Consultants from the Stedman Group presented a community action plan to Florence City Council for how the city might spend its share of statewide opioid litigation settlements, recommending a governance structure, public dashboards and a multi-year allocation targeting prevention, treatment access and longer-term recovery supports.
The presenters said Florence City is estimated to receive approximately $4.5 million over 18 years from statewide opioid settlements and that the city has about $560,000 currently available to allocate. Stedman Group presenters Brianna Robles and Courtney Lane described a plan split across three strategic priorities: prevention/community awareness and harm reduction (recommended allocation: $200,000 over five years), treatment access and navigation (recommended allocation: $140,000 over five years), and bolstering the recovery ecosystem including housing and peer support (recommended allocation: $160,000 over five years), with additional funds for governance, evaluation and an opioid response coordinator.
Presenters said their process combined secondary data analysis with focus groups, interviews and community meetings and that the plan prioritizes access for uninsured and underinsured residents, stronger resource navigation, naloxone distribution and evaluation measures to track outcomes. Courtney Lane described governance options that could be city-led or a city–county–community collaboration and advised establishing transparency tools to report spending and reach.
Council members asked about overdose and fatality rates; presenters said higher local fatality rates appear to be driven in part by limited detox and treatment access for uninsured residents and rural access challenges.

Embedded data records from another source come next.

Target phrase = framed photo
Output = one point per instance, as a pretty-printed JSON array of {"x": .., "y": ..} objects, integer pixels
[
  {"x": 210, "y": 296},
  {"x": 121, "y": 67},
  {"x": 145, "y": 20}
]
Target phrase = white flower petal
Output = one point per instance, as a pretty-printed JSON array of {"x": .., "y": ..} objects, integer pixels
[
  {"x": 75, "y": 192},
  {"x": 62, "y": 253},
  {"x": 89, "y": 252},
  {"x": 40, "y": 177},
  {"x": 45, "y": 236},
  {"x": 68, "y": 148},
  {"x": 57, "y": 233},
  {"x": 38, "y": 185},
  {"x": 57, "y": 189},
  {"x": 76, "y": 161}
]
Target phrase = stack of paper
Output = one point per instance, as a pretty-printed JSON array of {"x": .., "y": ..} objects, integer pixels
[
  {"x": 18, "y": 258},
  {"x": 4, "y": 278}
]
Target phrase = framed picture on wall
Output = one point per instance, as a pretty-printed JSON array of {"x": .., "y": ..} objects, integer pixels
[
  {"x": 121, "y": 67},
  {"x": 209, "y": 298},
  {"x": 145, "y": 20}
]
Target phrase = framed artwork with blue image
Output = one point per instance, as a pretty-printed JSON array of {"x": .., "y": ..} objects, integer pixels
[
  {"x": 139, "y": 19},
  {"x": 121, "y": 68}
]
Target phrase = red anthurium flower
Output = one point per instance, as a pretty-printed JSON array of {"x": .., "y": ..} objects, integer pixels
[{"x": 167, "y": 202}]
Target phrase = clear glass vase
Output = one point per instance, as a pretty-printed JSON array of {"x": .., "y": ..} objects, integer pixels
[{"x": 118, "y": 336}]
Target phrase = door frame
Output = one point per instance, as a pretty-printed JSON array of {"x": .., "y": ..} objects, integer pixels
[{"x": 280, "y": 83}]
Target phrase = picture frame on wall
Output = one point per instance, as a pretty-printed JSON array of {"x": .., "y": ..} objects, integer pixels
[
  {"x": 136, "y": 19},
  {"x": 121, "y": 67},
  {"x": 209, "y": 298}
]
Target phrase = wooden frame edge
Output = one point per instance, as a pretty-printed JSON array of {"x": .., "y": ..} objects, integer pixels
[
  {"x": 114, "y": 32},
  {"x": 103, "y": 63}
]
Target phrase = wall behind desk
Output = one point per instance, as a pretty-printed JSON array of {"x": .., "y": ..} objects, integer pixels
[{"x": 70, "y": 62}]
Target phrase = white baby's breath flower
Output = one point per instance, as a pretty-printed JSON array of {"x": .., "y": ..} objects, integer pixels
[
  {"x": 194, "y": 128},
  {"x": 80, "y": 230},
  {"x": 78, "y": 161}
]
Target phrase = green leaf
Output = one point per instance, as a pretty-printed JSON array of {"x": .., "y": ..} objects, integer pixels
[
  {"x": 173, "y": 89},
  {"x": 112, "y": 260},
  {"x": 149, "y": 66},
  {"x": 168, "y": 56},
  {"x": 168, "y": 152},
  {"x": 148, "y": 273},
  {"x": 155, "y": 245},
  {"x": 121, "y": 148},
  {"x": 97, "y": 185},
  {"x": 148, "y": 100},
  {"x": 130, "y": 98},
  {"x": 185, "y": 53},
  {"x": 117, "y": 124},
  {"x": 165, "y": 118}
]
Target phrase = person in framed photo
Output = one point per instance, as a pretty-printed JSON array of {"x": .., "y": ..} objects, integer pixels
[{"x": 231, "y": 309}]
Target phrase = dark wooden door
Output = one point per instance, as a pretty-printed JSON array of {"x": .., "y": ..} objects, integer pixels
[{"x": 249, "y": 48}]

Councilors discussed possible collaboration with county partners, tying opioid settlement spending into broader recovery and homeless services, and scheduling follow-up governance and budget planning at a retreat.
What’s next: Council did not take an appropriation vote at the meeting but requested follow-up on governance, potential county coordination and budget timing so the city can align settlement spending with local needs and existing provider capacity.